Booker T Jones
Wed 29th Jun, 2011 in Features
40 years after leaving Memphis and Stax records, Booker T Jones has released one of the year’s finest records, The Road to Memphis, a nostalgic tribute to the city that has given the world so many wonderful musicians and more than its fair share of musical revolutions.
On the album Booker is backed by the legendary Roots crew and joined by guests including Lou Reed, Sharon Jones, The National’s Matt Berninger, Jim James from My Morning Jacket and Detroit guitar hero Dennis Coffey. And while that’s certainly an impressive guest list it only represents a fraction of the many amazing musicians who have called on Booker’s talents.
Booker has worked behind his Hammond B3 organ or at the production desk with Ray Charles, Wille Nelson, Bill Withers, Carlos Santana, John Fogerty, Bob Dylan, Rancid, Crosby, Stills, Nash and Young. And of course, with Steve Cropper, Donald “Duck” Dunn, Al Jackson, Jr as a member of Booker T and the MGs backing fellow Stax stars including Otis Redding, Wilson Pickett and Carla Thomas. And that’s just a glance at Booker’s famous fans – as Booker tells FL: “Just after I started the business became a business of promotion and so many people were dropped by the wayside and great songs and great records were never heard.”

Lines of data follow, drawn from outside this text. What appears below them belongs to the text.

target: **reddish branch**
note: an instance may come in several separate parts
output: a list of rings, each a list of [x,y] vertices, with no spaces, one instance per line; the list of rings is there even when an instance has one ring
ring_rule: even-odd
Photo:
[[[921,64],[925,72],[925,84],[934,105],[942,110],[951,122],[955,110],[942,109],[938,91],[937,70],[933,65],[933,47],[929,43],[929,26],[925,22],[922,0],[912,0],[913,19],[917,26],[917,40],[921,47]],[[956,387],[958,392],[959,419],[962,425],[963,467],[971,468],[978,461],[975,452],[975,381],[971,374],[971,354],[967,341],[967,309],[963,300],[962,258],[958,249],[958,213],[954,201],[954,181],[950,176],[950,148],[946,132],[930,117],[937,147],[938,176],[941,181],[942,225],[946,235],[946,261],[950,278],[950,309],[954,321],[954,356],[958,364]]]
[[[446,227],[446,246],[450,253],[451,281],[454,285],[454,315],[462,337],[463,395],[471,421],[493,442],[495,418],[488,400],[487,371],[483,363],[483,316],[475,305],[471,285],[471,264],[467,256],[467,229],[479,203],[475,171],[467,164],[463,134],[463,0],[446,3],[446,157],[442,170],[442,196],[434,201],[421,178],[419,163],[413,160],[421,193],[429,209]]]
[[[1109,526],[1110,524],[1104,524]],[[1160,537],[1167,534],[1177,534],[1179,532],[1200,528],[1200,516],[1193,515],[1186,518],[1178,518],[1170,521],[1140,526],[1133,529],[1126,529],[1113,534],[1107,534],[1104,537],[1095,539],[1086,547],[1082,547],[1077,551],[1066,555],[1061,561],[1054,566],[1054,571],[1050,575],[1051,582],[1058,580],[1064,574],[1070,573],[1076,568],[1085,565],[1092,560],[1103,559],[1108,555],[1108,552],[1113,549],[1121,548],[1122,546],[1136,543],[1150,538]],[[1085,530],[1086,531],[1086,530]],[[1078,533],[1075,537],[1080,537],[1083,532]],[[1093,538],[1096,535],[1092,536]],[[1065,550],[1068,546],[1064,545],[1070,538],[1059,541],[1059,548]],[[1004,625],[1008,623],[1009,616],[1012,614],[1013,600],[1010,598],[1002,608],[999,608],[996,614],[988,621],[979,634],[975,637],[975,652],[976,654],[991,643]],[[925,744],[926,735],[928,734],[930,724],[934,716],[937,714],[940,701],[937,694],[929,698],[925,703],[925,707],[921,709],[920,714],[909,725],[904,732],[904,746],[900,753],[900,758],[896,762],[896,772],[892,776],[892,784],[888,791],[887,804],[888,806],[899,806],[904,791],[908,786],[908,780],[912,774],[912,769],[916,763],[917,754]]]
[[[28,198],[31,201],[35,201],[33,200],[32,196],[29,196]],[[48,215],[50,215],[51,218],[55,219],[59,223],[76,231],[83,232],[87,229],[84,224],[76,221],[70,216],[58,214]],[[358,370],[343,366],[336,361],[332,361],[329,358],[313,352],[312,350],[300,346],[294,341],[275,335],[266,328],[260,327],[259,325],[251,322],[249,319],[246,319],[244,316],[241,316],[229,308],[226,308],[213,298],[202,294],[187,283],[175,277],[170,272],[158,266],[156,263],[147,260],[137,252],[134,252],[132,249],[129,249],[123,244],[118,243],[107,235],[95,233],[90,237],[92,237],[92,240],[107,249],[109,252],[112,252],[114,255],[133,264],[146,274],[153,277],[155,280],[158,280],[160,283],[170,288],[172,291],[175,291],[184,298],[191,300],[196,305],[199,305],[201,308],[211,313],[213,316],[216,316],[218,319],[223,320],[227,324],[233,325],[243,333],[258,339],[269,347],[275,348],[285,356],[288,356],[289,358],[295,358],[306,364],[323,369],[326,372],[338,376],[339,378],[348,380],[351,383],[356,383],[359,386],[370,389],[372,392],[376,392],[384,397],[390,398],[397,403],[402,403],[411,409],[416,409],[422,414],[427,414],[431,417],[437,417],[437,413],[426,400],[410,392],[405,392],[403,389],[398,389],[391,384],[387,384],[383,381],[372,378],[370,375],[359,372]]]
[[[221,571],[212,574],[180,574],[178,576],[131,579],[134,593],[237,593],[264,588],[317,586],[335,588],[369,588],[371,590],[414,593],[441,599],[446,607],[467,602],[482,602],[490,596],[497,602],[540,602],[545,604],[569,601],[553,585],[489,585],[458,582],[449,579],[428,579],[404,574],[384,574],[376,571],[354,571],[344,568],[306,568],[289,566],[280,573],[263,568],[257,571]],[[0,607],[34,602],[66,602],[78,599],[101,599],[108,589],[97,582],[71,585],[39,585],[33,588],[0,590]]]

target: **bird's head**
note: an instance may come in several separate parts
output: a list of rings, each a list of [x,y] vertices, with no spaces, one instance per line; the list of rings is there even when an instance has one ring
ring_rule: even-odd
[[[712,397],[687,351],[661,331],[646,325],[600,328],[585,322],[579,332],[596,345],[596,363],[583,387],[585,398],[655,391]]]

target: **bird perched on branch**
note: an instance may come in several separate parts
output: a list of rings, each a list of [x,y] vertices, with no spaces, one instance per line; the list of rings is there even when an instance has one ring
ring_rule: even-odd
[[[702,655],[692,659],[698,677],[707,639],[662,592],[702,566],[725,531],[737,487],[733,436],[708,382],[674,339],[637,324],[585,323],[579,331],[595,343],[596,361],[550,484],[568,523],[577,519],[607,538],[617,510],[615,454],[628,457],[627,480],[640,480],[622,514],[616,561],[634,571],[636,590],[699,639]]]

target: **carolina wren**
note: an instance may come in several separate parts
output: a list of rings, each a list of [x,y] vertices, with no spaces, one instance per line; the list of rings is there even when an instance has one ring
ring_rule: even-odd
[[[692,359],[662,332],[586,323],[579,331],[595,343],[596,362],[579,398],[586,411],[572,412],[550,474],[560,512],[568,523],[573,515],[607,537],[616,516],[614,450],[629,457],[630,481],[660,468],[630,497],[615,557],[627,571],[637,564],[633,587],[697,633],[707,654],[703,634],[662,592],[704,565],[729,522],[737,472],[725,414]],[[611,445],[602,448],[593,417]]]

With such a remarkable resume and so many stories to tell it’s fantastic news to hear that the 66 year old legend has begun “jotting down some memoirs.” While we wait for that book, and possibly a new Booker T and the MGs album, we have Road to Memphis and twenty minutes on the phone with a softly spoken Hall of Fame member and true soul legend.
There was a long gap between albums before you returned with Potato Hole in 2009, now Road To Memphis comes just two years later; what has changed to lead to you recording regularly again? Inspiration? Opportunity?
I think that if I was given the opportunity during the long period when I was languishing I could have made an album, but I wasn’t in sync with the music business for the longest time. It took a while to bet back on track as far as my recording expertise, my business arrangements, having access to record companies – that type of thing.
What was the turning point which brought you back to ‘the business’?
I was in LA about six or seven years ago and I walked into the studio to do a benefit recording with Wille Nelson and the engineer was Hans Zimmer, I’ll never forget. I walked into the studio and nothing looked familiar to me, the tape machines were different, there were computer screens everywhere. I had no idea what was going on in the control room. Of course I was at home in the studio, sitting at the piano and the organ but I realised that couldn’t produce anymore – the tech side of the business had left me behind.
So I came to San Francisco and enrolled in San Francisco State and took ProTools 101, my first digital course, and then I took five courses learning digital technology. And I became a producer again.
In the liner notes for Road From Memphis you also talk about that need to be educated as a musician – using the money from playing at Stax to fund your college tuition. Why did you feel the need to get a academic musical education in addition what you were learning by playing at Stax?
As an eleventh and twelfth grader at school and playing gigs around Memphis and going to Stax and getting a part time job there as a keyboard player I knew that I couldn’t really execute or perform what I was hearing in my mind. I knew I needed to get training. I couldn’t write it down. The training I got at Indiana in music theory and composition and arranging gave me confidence and I think I started to relax and write better music as a result and believe in myself more. To this day I believe that that set the groundwork for what I’m doing today.
At university you were obviously studying a classical tradition of music – your notes mention composers such as Wagner and Debussy – did that feed directly into your work at Stax?
It did, it did, but the thing was that the training gave me the facility to write down lines that were basically blues or jazz or RnB. I was studying classical but the process is the same.
According to the stories Green Onions was written as a studio jam, is that the way you always write?
That’s a myth. I always went into the studio with an idea in mind. Some jamming took place but most of the ideas I’d already had before I walked through the door. I sit in my studio and close my eyes and wait for inspiration if I don’t have something I’m trying to remember from say a few hours or a few days before. The process works both ways for me.